Police block demonstrators near Ferguson, Mo., on Sept. 10, 2014.
Scott Olson/Getty Images

It’s a command that people commonly hear from police officers when cops are trying to disperse a crowd: “Keep moving.”

In the aftermath of the fatal shooting of Michael Brown in Ferguson, Mo., protesters were told “to keep moving” time and time again by law enforcement, but a federal judge in St. Louis has found that command to be unconstitutional and ordered the Ferguson Police Department to stop using the tactic, Al-Jazeera reports.


“The judge’s decision [pdf], issued Monday after the American Civil Liberties Union (ACLU) filed a case against the police tactic, represents the first successful legal challenge to the controversial policing tactics being used in Ferguson,” the news site reports.

The command gained considerable attention after a group of rowdy protesters tried to overrun a temporary police command center. Police officers began telling individuals that they could not remain still “for more than five seconds,” but U.S. District Judge Catherine D. Perry found that the command “violates protesters’ First Amendment and due process rights.” 

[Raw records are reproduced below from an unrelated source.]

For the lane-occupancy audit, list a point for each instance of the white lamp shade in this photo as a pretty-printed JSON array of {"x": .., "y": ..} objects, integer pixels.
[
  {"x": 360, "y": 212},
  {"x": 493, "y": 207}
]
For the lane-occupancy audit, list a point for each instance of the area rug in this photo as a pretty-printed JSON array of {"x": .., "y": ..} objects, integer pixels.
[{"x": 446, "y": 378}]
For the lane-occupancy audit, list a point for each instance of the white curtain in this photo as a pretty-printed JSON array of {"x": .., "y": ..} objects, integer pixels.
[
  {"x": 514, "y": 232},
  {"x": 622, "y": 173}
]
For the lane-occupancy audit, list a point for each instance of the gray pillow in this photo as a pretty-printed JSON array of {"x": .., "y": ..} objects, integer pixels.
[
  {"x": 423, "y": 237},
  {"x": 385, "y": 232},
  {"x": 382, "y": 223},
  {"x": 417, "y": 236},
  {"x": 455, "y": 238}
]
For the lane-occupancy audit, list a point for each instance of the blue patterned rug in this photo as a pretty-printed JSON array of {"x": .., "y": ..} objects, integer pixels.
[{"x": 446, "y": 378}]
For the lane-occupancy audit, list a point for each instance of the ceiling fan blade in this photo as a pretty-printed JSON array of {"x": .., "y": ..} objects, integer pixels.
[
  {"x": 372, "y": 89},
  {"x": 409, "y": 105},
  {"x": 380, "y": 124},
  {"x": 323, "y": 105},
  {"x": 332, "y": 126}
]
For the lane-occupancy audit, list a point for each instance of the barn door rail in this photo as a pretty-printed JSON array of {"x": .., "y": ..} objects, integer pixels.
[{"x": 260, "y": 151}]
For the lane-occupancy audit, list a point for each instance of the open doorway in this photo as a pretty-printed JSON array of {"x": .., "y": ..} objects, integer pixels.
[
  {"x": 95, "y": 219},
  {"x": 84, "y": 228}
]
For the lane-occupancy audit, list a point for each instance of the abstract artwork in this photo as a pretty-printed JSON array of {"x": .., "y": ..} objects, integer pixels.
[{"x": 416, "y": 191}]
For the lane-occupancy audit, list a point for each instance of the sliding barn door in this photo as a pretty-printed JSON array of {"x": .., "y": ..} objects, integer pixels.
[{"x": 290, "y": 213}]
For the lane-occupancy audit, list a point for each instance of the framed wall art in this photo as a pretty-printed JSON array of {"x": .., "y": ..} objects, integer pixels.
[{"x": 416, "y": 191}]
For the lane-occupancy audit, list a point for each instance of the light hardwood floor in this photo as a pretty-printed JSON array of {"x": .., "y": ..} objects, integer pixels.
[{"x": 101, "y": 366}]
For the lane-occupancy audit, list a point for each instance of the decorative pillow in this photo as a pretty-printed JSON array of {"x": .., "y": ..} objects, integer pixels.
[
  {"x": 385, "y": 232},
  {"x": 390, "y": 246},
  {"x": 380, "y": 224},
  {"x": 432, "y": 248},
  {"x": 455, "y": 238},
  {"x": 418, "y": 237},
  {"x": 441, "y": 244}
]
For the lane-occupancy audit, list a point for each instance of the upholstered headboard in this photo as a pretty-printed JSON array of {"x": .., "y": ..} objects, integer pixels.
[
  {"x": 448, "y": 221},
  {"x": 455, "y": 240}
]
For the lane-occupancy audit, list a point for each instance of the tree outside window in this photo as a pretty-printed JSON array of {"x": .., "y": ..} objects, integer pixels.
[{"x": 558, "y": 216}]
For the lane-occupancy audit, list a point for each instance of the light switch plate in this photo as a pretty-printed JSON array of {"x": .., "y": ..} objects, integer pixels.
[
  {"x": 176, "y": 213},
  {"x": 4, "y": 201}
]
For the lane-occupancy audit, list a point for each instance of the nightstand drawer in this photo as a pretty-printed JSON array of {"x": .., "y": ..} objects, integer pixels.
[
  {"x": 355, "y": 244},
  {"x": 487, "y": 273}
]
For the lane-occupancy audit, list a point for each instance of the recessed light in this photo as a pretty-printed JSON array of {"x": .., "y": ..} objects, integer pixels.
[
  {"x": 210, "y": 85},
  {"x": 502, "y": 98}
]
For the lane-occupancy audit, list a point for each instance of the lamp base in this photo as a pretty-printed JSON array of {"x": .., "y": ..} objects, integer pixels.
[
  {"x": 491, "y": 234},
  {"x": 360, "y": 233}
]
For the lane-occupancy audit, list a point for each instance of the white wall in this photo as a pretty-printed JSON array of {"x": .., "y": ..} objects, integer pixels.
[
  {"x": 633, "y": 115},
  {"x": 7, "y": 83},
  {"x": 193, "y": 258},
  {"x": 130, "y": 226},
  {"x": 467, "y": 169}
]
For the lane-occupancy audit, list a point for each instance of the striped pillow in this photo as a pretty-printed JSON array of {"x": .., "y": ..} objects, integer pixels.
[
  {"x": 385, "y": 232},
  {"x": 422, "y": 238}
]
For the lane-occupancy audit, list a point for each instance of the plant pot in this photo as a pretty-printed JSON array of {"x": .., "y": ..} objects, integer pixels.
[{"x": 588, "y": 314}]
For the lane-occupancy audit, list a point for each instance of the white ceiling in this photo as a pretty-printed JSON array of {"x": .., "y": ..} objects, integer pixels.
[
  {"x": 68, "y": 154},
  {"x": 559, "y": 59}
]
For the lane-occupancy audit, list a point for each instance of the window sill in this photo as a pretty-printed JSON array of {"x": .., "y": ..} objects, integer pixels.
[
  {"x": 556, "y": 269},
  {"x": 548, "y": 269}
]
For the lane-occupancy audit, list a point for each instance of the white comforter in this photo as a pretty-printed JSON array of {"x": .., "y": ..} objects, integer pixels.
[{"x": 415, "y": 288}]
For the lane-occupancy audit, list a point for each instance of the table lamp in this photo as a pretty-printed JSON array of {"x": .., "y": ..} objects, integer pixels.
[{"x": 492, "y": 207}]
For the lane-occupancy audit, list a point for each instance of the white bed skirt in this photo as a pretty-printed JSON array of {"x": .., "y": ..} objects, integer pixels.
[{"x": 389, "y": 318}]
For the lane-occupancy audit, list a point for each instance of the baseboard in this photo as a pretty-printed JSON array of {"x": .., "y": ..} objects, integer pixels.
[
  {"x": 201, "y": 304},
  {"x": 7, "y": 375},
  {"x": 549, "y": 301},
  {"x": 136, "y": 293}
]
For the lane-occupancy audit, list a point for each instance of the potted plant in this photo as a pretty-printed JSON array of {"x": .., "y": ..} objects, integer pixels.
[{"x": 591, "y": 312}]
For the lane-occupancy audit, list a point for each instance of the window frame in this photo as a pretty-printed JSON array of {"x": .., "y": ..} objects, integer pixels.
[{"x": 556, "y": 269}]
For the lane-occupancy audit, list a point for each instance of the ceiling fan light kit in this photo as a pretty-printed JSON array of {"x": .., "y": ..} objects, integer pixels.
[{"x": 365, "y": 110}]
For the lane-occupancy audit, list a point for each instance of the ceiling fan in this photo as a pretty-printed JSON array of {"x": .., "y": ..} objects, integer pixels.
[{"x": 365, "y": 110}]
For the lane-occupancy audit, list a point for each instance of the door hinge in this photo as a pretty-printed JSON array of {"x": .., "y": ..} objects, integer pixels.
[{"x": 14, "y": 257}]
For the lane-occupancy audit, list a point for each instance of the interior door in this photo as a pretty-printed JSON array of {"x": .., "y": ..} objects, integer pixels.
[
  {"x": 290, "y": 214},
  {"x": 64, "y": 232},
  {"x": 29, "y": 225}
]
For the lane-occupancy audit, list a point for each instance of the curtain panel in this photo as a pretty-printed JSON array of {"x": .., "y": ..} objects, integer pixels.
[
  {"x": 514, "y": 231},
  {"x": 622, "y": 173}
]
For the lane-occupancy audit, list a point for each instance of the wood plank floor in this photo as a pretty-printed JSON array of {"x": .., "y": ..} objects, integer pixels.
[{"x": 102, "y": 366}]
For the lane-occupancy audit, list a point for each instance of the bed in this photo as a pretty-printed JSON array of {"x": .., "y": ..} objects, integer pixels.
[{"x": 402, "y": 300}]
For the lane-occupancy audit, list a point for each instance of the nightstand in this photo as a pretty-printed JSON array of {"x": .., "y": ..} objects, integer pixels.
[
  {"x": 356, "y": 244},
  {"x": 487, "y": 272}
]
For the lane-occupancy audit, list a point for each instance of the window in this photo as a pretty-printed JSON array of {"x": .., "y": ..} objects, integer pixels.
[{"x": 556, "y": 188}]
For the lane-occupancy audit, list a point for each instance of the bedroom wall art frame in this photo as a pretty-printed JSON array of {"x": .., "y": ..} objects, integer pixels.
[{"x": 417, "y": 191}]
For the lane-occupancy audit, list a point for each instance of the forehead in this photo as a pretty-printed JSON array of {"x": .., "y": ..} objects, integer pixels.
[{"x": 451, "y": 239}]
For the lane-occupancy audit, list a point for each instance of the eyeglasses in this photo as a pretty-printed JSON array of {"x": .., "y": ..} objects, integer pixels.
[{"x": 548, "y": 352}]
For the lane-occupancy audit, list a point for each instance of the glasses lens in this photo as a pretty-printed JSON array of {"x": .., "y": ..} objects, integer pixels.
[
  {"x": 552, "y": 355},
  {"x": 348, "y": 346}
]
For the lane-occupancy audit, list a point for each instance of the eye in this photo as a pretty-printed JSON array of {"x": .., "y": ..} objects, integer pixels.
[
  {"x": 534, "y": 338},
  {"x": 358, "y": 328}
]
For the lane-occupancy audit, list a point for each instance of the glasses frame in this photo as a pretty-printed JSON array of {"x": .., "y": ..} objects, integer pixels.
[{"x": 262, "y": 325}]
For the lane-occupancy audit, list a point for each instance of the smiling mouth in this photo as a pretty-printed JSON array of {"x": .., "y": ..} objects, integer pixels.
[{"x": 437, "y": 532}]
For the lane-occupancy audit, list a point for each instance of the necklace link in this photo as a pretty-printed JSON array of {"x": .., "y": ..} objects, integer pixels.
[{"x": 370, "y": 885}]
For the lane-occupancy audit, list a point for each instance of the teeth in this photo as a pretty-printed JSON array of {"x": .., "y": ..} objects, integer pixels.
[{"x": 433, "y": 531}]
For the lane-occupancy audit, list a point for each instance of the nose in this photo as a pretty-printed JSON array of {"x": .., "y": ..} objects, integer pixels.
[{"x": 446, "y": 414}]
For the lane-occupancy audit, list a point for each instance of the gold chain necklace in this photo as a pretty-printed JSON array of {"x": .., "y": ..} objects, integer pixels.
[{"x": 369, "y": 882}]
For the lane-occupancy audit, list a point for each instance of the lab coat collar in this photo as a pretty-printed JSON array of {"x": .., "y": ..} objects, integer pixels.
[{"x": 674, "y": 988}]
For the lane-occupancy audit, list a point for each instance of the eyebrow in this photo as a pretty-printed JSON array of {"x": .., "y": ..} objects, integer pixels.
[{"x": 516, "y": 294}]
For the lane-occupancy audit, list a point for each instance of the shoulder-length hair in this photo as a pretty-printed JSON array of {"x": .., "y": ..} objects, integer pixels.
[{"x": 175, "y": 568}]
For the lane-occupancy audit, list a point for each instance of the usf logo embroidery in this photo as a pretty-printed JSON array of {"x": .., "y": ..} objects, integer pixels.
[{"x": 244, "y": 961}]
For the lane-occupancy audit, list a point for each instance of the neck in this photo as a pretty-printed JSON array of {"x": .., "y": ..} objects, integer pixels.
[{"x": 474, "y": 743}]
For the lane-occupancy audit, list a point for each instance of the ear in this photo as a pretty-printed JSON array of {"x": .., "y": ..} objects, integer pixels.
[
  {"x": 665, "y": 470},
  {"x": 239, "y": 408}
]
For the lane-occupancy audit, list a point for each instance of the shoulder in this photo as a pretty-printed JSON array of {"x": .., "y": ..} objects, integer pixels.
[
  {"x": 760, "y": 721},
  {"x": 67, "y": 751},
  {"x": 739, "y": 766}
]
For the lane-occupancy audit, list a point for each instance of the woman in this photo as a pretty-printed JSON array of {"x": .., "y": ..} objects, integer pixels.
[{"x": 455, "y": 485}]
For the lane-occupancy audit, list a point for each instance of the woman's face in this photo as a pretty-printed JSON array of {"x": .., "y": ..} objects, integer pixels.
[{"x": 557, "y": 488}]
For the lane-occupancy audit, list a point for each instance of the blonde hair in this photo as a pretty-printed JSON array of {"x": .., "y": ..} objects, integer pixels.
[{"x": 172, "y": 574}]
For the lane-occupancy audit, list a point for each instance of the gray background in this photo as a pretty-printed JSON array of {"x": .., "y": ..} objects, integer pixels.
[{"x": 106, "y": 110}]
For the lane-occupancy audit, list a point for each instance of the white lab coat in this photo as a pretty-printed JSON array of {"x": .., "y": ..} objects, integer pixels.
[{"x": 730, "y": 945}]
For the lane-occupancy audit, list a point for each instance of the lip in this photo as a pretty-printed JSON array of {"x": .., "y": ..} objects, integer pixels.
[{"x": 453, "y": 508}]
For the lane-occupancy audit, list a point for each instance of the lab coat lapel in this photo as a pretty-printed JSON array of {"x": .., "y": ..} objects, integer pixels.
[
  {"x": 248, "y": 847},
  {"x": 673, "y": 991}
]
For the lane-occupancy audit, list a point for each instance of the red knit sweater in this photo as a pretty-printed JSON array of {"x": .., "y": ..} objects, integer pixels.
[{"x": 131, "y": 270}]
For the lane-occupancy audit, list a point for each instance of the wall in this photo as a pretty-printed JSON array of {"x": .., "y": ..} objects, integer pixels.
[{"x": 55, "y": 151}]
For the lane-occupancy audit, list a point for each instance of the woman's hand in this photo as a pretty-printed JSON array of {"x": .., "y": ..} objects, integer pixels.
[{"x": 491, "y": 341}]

Plus, Perry found that the command was too arbitrary and couldn’t be enforced fairly, since it was “left to the ‘unfettered discretion of the officers on the street’ to decide when to issue the command,’” Perry explained in her ruling.

“Criminal laws must be defined in a way that allows ordinary people to understand what conduct is against the law,” Perry’s order read.

The ACLU was happy about the ruling, and the Ferguson Police Department said that it had not planned on continuing to use the command going forward.